N. Zhakiyev, P. Heisig, and C. Wolff, “Economic Feasibility Study of Integrated Virtual Power Plants with Renewables for Railway System in Germany,” International Journal of Energy Economics and Policy, pp. 405–416, 2025.

Abstract

This study examines whether a traction-oriented virtual power plant can deliver cost-competitive, low-carbon electricity into Deutsche Bahn’s 110 kV/16.7 Hz railway network and defines the contractual and technological conditions for bankability. The considered case study consists of a 104 MW portfolio – 60 MW wind and 40 MW PV as the primary focus, complemented by 2 MW run-of-river and 2 MW biogas that are included as an possible extension of the model – together with 20 MWh of storage, and integrates dedicated 16.7 Hz conversion. To evaluate the economic viability of this portfolio, we apply a model with scenarios varying Power Purchase Agreement (PPA) tenor (10, 20, 30 years), discount rates (2-6%), and tariffs. Results show contract tenor as the key determinant of viability: extending the PPA from 10 to 30 years reduces LCOE from ~7.4 to ~6.1 ct€/kWh and increases NPV roughly threefold. Price for frequency-conversion hardware significantly influences deployment. A transparent marginal-price mechanism for rural prosumers, reflecting temporal and locational value while covering conversion and balancing costs, aligns incentives and enables stable participation without direct subsidies.
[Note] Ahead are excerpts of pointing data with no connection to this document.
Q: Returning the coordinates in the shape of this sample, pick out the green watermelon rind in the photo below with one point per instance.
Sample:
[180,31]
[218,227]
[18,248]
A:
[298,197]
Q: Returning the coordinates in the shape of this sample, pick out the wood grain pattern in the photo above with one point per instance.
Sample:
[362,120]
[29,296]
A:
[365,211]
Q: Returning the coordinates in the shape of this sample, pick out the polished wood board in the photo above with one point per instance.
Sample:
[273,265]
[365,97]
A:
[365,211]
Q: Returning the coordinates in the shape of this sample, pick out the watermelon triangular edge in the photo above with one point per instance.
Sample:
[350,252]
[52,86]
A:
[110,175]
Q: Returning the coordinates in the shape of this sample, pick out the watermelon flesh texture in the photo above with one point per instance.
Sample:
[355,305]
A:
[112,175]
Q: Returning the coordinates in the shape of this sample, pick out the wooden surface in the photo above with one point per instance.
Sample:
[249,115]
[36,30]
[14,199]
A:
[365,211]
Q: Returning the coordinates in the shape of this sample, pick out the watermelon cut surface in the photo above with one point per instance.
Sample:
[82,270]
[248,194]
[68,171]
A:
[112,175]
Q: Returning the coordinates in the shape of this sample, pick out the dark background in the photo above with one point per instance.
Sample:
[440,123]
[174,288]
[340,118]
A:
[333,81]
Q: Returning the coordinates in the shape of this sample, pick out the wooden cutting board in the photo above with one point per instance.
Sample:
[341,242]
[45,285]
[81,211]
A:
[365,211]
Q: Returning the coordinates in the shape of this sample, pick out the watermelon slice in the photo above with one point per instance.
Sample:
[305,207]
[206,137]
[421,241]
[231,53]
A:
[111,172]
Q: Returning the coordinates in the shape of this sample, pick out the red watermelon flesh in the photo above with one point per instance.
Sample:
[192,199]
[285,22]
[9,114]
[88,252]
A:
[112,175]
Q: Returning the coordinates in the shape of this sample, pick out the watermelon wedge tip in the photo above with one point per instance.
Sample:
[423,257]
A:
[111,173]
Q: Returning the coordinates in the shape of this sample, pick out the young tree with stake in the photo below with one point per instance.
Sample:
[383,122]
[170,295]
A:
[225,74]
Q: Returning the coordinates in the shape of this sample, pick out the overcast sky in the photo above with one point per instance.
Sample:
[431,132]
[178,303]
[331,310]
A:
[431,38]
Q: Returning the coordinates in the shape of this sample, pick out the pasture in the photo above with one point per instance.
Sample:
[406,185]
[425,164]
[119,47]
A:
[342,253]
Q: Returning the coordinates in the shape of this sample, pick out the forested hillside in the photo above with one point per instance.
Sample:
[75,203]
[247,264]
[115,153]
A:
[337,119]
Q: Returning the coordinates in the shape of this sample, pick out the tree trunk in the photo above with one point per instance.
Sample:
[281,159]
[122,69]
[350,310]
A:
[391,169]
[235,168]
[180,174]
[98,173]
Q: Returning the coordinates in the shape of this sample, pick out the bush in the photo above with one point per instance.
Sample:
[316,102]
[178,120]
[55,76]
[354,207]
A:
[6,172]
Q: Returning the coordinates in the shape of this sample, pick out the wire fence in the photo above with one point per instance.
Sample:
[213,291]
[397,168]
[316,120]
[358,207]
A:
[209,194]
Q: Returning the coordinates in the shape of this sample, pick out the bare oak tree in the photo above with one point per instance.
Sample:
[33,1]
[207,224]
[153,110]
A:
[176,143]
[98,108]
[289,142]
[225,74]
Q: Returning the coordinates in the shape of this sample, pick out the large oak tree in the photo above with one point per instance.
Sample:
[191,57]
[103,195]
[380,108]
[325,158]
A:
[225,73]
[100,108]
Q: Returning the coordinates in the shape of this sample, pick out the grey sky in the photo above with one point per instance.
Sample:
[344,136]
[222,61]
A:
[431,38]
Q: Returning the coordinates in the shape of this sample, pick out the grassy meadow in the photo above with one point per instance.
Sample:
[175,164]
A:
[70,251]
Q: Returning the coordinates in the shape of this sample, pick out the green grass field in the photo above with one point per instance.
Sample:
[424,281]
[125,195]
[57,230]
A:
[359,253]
For practice, railway operators should prioritise 20-30-year PPAs with clear converter-performance and harmonics standards. Regulators can support deployment through standardised 16.7 Hz interconnection rules and modest credit enhancements. Community benefits are maximised via simple, transparent contracts and predictable revenue streams. The study’s originality lies in coupling techno-economic modelling with frequency-specific engineering constraints, delivering quantitative thresholds for bankability and a practical pricing model for community suppliers, addressing gaps in current rail-energy integration research.